Medicare’s CAH status was enacted under the Balanced Budget Act of 1997, as Congress sought to address the closure of hundreds of rural hospitals across the country, which, due to their small size and care for disproportionately older, sicker and poorer patients, could not financially survive under Medicare’s traditional payment system. The CAH designation provided an alternative reimbursement structure for these very small, rural hospitals in order to keep their doors open.
Since that time, the CAH program has operated efficiently, represents less than 5 percent of Medicare’s total hospital budget and has provided more than 60 million rural Medicare beneficiaries in the U.S. with access to health care that is close to home.
According to Sexton, closing these CAHs would also impact local economies as a result of the loss of 209,808 jobs and over $8.7 billion in wages, salaries and benefits to the communities they serve.

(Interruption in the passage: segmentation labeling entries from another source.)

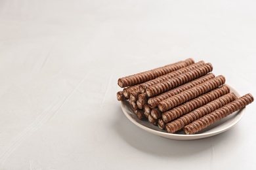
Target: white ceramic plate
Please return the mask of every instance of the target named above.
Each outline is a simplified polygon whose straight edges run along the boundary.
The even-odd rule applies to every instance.
[[[241,97],[240,94],[234,88],[230,86],[228,86],[228,87],[230,88],[230,92],[234,92],[238,97]],[[147,120],[139,120],[127,101],[121,103],[121,107],[125,115],[136,126],[153,134],[175,140],[198,139],[219,134],[234,126],[242,119],[245,112],[245,108],[244,108],[228,115],[196,134],[186,135],[183,131],[177,133],[169,133],[164,130],[161,130],[158,126],[150,124]]]

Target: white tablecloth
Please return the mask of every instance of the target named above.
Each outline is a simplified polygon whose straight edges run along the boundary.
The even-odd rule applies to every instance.
[[[254,1],[0,1],[0,169],[256,169],[255,104],[175,141],[135,126],[118,78],[192,58],[256,96]]]

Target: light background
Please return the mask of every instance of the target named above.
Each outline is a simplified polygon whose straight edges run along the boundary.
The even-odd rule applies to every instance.
[[[118,78],[192,58],[256,96],[255,1],[0,1],[0,169],[256,169],[255,104],[180,141],[123,114]]]

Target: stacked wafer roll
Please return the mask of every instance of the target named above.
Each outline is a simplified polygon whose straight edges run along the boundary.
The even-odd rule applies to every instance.
[[[160,129],[194,134],[253,101],[250,94],[238,98],[213,69],[188,58],[120,78],[123,89],[117,98],[127,100],[138,118]]]

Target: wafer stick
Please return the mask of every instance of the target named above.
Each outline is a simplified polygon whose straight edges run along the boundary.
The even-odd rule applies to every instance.
[[[136,110],[138,109],[137,105],[136,104],[135,102],[132,101],[129,101],[129,103],[130,103],[130,105],[133,108],[133,110]]]
[[[226,85],[217,88],[198,97],[190,100],[182,105],[177,106],[166,112],[163,112],[161,118],[165,123],[171,122],[177,118],[181,116],[192,110],[202,107],[206,103],[215,100],[230,92],[230,88]]]
[[[181,61],[175,63],[152,69],[148,71],[144,71],[131,76],[125,76],[118,79],[117,84],[121,88],[131,86],[146,81],[148,81],[151,79],[154,79],[158,76],[167,74],[173,71],[179,69],[182,67],[184,67],[194,63],[194,60],[190,58],[186,60],[185,61]]]
[[[123,95],[123,91],[119,91],[116,94],[116,97],[117,98],[118,101],[125,101],[125,97]]]
[[[161,130],[163,130],[165,129],[165,122],[163,122],[163,121],[161,118],[158,119],[158,126],[159,128]]]
[[[130,97],[130,93],[131,92],[139,92],[139,85],[135,85],[131,87],[128,87],[126,88],[124,88],[123,90],[123,95],[125,96],[125,99],[128,99]]]
[[[150,107],[148,107],[148,105],[147,104],[145,104],[144,105],[144,110],[146,113],[148,113],[148,114],[151,113],[151,109],[150,109]]]
[[[130,98],[129,99],[129,100],[136,102],[138,99],[138,95],[139,95],[139,94],[140,92],[137,91],[130,92]]]
[[[142,105],[139,100],[137,100],[136,101],[136,104],[137,104],[139,109],[143,109],[144,105]]]
[[[158,120],[156,119],[154,119],[153,118],[152,116],[151,116],[151,114],[149,114],[148,116],[148,122],[152,124],[154,124],[154,126],[157,126],[158,125]]]
[[[139,85],[139,91],[141,93],[144,93],[146,92],[146,89],[150,86],[152,86],[155,84],[157,84],[157,83],[163,82],[164,80],[168,80],[169,78],[171,78],[174,76],[176,76],[181,75],[183,73],[185,73],[186,71],[192,70],[192,69],[195,69],[200,65],[203,65],[204,64],[205,64],[204,61],[199,61],[198,63],[193,63],[193,64],[191,64],[188,66],[186,66],[186,67],[181,68],[181,69],[177,70],[175,71],[173,71],[170,73],[164,75],[163,76],[158,76],[154,79],[148,80],[148,81],[145,82],[144,83],[142,83]]]
[[[148,95],[146,93],[140,94],[138,95],[138,100],[143,105],[148,103]]]
[[[219,98],[183,115],[173,122],[165,124],[165,129],[168,133],[175,133],[175,131],[182,129],[186,125],[203,117],[208,113],[213,112],[236,99],[237,97],[234,93],[230,93],[221,96]]]
[[[183,129],[186,135],[196,133],[228,116],[231,113],[245,107],[253,101],[253,95],[251,94],[247,94],[221,108],[206,114],[191,124],[189,124],[184,127]]]
[[[215,77],[213,73],[209,73],[205,76],[198,78],[194,80],[187,82],[183,85],[178,86],[173,90],[169,90],[165,93],[156,95],[155,97],[149,98],[148,99],[148,105],[151,108],[155,108],[158,106],[158,103],[162,100],[166,99],[171,96],[177,95],[186,90],[192,88],[196,85],[202,84],[207,80],[209,80]]]
[[[190,69],[194,69],[199,65],[202,65],[203,63],[204,63],[203,61],[200,61],[197,63],[193,63],[193,64],[191,63],[191,65],[190,65],[190,63],[188,62],[188,63],[187,63],[187,64],[190,64],[190,65],[184,67],[184,68],[179,69],[177,71],[173,71],[171,73],[167,74],[167,75],[164,74],[162,76],[158,76],[153,80],[150,80],[146,81],[145,82],[136,84],[136,85],[124,88],[123,89],[123,95],[125,97],[126,99],[129,99],[130,97],[131,92],[135,92],[135,92],[140,92],[139,87],[140,86],[142,86],[142,87],[148,87],[149,86],[152,85],[154,84],[154,82],[155,82],[155,84],[156,84],[156,83],[159,82],[160,81],[162,81],[163,80],[166,80],[167,78],[169,78],[169,77],[172,77],[172,76],[175,76],[176,75],[179,75],[182,73],[184,73],[186,71],[188,71]],[[143,93],[144,92],[141,91],[140,92]]]
[[[206,63],[205,65],[200,66],[192,71],[189,71],[177,76],[174,76],[171,79],[166,80],[148,87],[146,90],[146,94],[150,97],[156,96],[179,85],[206,75],[212,70],[213,66],[211,64]]]
[[[219,86],[224,84],[225,80],[224,76],[218,76],[194,88],[161,101],[158,103],[158,109],[161,112],[168,110],[179,105],[217,88]]]

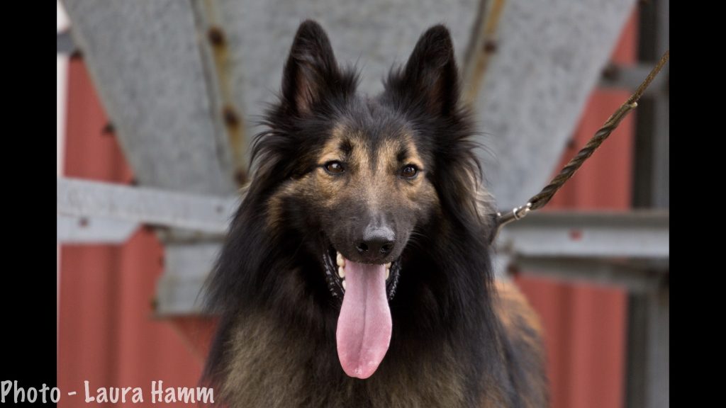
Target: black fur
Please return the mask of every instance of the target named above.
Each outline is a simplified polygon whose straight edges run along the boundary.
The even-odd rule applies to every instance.
[[[507,349],[493,309],[486,238],[489,214],[477,199],[481,169],[473,152],[474,130],[459,103],[448,30],[437,25],[427,30],[405,67],[391,71],[386,90],[376,98],[356,94],[356,74],[339,68],[327,36],[312,21],[301,25],[284,72],[280,100],[265,121],[268,130],[255,140],[253,181],[208,282],[210,309],[221,319],[206,380],[213,385],[227,380],[237,325],[245,316],[261,313],[271,327],[307,345],[310,393],[347,386],[352,390],[348,406],[385,406],[365,382],[386,379],[391,392],[417,392],[399,388],[415,379],[396,376],[415,377],[427,370],[422,362],[435,361],[448,349],[456,367],[452,375],[463,378],[462,406],[481,407],[485,400],[524,406],[521,387],[527,385],[509,374],[507,365],[517,358]],[[436,213],[422,219],[403,250],[403,273],[415,272],[401,276],[390,303],[390,348],[378,372],[365,380],[346,376],[338,361],[339,306],[325,286],[317,232],[310,231],[320,222],[315,219],[328,215],[311,213],[313,204],[290,199],[285,203],[284,228],[271,228],[266,218],[269,199],[281,185],[314,171],[320,146],[341,121],[369,130],[372,145],[376,137],[384,137],[387,126],[409,124],[417,148],[430,159],[425,176],[439,200]],[[305,399],[333,400],[319,395]]]

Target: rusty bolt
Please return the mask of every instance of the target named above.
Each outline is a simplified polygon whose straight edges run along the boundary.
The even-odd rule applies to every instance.
[[[116,133],[116,127],[113,126],[113,123],[108,122],[103,128],[101,129],[101,134],[105,136],[113,136]]]
[[[224,32],[219,27],[211,27],[207,32],[207,37],[214,46],[221,46],[224,44]]]
[[[224,118],[224,123],[228,126],[237,126],[240,125],[240,117],[232,107],[224,107],[224,110],[222,111],[222,118]]]
[[[484,52],[492,54],[497,52],[497,41],[494,40],[486,40],[484,41]]]
[[[603,69],[603,78],[610,81],[615,81],[620,76],[620,68],[617,65],[611,62]]]

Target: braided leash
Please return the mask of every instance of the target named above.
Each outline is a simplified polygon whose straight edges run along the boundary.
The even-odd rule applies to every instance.
[[[637,89],[635,89],[635,92],[630,95],[628,100],[625,101],[625,103],[620,105],[620,107],[613,113],[610,118],[605,122],[603,127],[600,128],[597,132],[595,132],[595,136],[592,136],[587,144],[585,144],[577,155],[568,163],[565,167],[560,171],[560,173],[555,176],[554,179],[550,181],[547,186],[544,187],[537,194],[534,195],[526,204],[524,205],[516,207],[513,208],[511,211],[506,213],[497,213],[497,218],[494,221],[494,228],[492,230],[492,234],[489,238],[489,242],[493,242],[495,239],[497,239],[497,235],[499,234],[499,230],[505,225],[515,221],[518,221],[526,216],[530,211],[534,210],[539,210],[547,203],[552,200],[552,196],[555,195],[557,192],[562,188],[562,186],[567,182],[577,171],[577,169],[582,166],[582,163],[585,162],[592,153],[600,147],[600,145],[605,142],[605,139],[608,139],[610,134],[613,133],[613,131],[618,127],[620,122],[630,113],[631,110],[637,107],[637,101],[643,96],[643,92],[648,89],[648,85],[653,81],[653,79],[656,78],[658,73],[661,71],[661,68],[665,65],[666,62],[668,62],[668,57],[669,56],[669,51],[666,50],[664,53],[663,57],[658,62],[658,64],[653,67],[653,70],[650,70],[650,73],[648,75],[645,80],[640,85],[638,86]]]

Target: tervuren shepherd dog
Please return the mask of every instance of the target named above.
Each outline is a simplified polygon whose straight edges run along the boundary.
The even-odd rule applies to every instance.
[[[492,278],[494,213],[449,30],[375,97],[303,22],[208,286],[231,407],[547,405],[537,318]]]

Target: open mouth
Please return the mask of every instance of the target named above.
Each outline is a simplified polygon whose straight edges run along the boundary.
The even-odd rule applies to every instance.
[[[388,302],[396,294],[400,257],[390,264],[362,264],[346,259],[332,246],[322,256],[328,289],[340,301],[335,331],[340,367],[350,377],[367,378],[391,343]]]
[[[346,293],[346,263],[350,262],[340,252],[330,245],[322,254],[323,265],[325,269],[325,281],[330,295],[342,302]],[[392,301],[396,295],[396,287],[399,283],[401,274],[401,257],[388,264],[386,266],[386,293],[388,301]]]

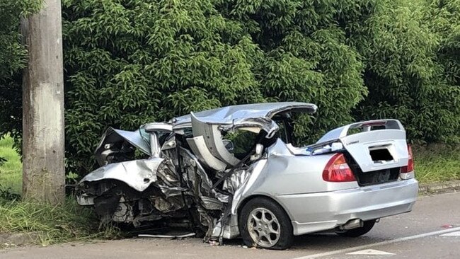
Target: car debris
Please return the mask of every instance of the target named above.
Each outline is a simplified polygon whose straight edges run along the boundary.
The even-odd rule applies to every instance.
[[[239,105],[134,132],[109,128],[78,203],[105,222],[182,226],[210,243],[241,236],[248,246],[273,249],[288,248],[293,234],[357,236],[410,211],[418,188],[401,122],[353,123],[294,146],[293,115],[316,109]]]

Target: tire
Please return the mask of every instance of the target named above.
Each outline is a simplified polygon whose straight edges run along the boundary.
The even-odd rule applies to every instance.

“The OIG reported a savings, but the shift to other hospitals (not including ambulance transfer expense) would not only cost the government an estimated additional $993 million, but it would take that money out of the communities in which it was earned forcing patients and families to travel needlessly,” he stated. “The models created for large urban medical centers simply do not work for rural communities. Congress needs to reexamine why this model was created and support it. Unfortunately, many of the leaders and staffers who created this model are no longer in office and the purpose and history have been lost.”
Sexton is confident in the overall strength of Prairie du Chien Memorial Hospital as well as its ability to adapt through the numerous Medicare and Medicaid changes that have taken place over the past 57 years of the hospital’s existence. However, he said removal of the CAH status would reduce the payments to the hospital for needed services, forcing PDCMH to provide those services to Medicare beneficiaries for less than it costs to provide them.
“The hospital has and continues to subsidize multiple services needed by the community that might not be available if we were not reimbursed what it costs us to provide needed medical care,” he added. “One example is the construction of the new nursing home to replace the old Prairie Maison facility. The hospital was able to provide over $18 million to upgrade and save this needed community service that was in jeopardy.
“PDCMH has always been cost-conscious and a good value to our patients. In fact, the 2010 Medicare data shows that rural hospitals like ours outperform urban counterparts and do it at 10 percent less per Medicare beneficiary in the north central region of the U.S.”